Flying would be beautiful in its own right and I will travel that way back to Wellington in 18 days time but right now, on a clear, sunny day, the ferry ride is the way to go.
We arrived in Picton and took off to Pelorus Campground just an hour away by taking the scenic/windy road over and set up camp for the night.
Although this campsite was a little expensive comparatively ($12/person) it was a gorgeous setting and include a hot shower!
Took off from Pelorus for the west coast of Abel Tasman, to Anapai and Mutton Bays, that we heard was the less touristy but just as picturesque side. We did an easy hour hike to the beach and found an amazing secluded spot.
We jumped right in to the water and although it was initially cold, it was quite enjoyable. I definitely recommend the extra drive to get to see Abel Tasman on a less touristy site and we hit a perfect weather day for the beach.

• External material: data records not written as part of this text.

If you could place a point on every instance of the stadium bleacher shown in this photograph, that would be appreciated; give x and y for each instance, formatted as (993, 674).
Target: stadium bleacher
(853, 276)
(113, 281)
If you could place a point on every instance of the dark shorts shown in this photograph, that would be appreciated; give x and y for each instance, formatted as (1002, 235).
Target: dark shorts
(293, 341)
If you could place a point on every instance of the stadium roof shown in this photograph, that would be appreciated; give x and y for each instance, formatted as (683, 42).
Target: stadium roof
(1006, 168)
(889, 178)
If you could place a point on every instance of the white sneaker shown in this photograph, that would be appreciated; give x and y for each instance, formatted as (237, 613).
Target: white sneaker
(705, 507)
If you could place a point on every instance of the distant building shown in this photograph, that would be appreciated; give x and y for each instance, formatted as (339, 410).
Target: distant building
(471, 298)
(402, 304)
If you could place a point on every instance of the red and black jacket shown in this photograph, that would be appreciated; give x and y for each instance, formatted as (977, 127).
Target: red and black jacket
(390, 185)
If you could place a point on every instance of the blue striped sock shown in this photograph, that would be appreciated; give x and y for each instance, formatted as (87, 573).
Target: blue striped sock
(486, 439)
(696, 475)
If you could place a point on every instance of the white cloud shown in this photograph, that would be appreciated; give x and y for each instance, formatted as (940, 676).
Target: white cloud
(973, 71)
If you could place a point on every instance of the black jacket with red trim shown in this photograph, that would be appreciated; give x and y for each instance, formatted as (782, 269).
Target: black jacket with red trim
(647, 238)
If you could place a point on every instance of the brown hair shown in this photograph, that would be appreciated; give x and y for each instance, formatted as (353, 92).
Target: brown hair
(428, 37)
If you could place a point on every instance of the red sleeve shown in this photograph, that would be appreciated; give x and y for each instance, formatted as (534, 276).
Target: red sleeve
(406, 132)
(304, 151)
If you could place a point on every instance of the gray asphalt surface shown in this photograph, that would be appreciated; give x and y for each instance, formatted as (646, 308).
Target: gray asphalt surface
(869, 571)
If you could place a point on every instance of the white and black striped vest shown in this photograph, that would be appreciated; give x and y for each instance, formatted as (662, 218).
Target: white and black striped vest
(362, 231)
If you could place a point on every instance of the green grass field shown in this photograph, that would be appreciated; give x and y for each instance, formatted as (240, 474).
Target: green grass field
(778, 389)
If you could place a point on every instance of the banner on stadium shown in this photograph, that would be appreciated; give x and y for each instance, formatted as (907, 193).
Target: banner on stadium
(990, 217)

This was our first run in with sand flies and these little flies have a very big bite. One of the jokes that the local men like to make is that only the female sand flies bite, usually followed with "go figure!" Harharhar...but really, you won't notice them until they have already bit you and you will pay for it for the next week or so. I started with 100% DEET and it didn't hold the buggers off so we got some local tropical strength spray that did the trick. We were also told Dimp would work as well. There are all sorts of brands out there so I suggest asking the locals!
We made our way back towards Nelson but decided to sleep overnight by the beach at Wainui Bay. The sunset there was stunning.
The following day we had something to celebrate: Lukas's birthday! We decided to spend the day in Nelson to ring in his 29th. We made our way into town and found some free (read: cold) public showers down by the beach to prep for our night out. We decided to head into town and started out at Founder's Brewery for a sampler of organic beer. Which was a great deal at only $10 and was a neat little spot.
In Nelson, the iSite allows overnight camping and has toilets open 24 hours which is uncommon in many of the cities, score! We walked over to Free House, a beer hall that used to be a church. It had a cool vibe to it but it was pretty empty and there was no music playing. I am sure this place could be really fun with the right jams playing but we didn't stay long. We continued our beer craft trail to Sprig & Fern. This bar was more our speed. We got a booth in front and played some chess, chatted with the locals, and eventually ordered dinner. The burgers there were delish and cheap! A band came on around 9 pm that really got the place moving so we stayed and met other travelers from Italy and Switzerland. The following day we left Nelson early for Greymouth. On the way we made a quick stop at Maruia Falls which was about 11 km out of our way but a beautiful view. It would have been more spectacular if the tide was high but the waterfall wasn't raging. Overall I would say it was worth the detour.









a bar in an old church?! What a great idea, too bad it wasn't more lively... That sunset picture is absolutely amazing!!